1995 wird man Applikationen sehen, die vollständig und transparent verteilt sind. Anwender werden laufend Informationen integrieren und Programme lassen sich in einer Anzahl von Formaten speichern. Die Ressourcen werden so verfügbar sein, wie sie auf dem Desktop dargestellt sind. System-Prozesse werden 1995 von automatischen Agents kontrolliert. "Broker" helfen beim Management des Netzwerkes und Server kommunizieren untereinander, um Probleme des Anwenders zu lösen.

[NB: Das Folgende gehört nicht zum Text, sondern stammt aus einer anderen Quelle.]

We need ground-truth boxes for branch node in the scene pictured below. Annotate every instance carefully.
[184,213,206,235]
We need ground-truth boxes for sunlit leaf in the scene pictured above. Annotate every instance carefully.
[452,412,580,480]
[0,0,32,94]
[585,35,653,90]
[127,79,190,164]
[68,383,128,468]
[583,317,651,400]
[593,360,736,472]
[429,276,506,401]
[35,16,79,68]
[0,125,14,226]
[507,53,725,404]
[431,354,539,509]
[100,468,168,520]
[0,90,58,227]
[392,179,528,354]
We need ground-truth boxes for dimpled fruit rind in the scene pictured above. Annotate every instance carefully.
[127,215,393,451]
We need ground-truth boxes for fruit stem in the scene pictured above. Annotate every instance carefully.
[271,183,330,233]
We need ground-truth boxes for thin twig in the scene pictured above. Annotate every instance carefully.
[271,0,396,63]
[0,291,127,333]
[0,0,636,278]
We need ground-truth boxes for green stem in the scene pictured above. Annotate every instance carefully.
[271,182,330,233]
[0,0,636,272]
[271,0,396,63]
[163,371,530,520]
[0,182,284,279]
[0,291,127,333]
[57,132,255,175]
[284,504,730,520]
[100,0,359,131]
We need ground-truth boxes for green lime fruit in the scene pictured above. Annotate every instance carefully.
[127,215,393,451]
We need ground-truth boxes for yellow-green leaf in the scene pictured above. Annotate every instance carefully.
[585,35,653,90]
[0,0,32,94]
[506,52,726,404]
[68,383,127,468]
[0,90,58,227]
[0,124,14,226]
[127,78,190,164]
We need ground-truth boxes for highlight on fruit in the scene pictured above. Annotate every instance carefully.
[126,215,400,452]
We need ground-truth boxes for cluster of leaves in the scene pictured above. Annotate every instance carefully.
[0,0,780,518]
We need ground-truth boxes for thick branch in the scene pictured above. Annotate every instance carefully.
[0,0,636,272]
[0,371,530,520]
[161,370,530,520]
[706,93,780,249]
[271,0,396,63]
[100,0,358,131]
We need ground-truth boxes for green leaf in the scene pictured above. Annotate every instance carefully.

Tools für das Netzwerk-Management und die Entwicklung werden in zunehmendem Maße die Komplexität des Systems verdecken, der Netzwerk-Verwalter kann sich auf das Lösen noch komplexerer Probleme konzentrieren. Außerdem werden Applikationen miteinander arbeiten, um zusammen noch leistungsfähigere Anwendungen zu bilden.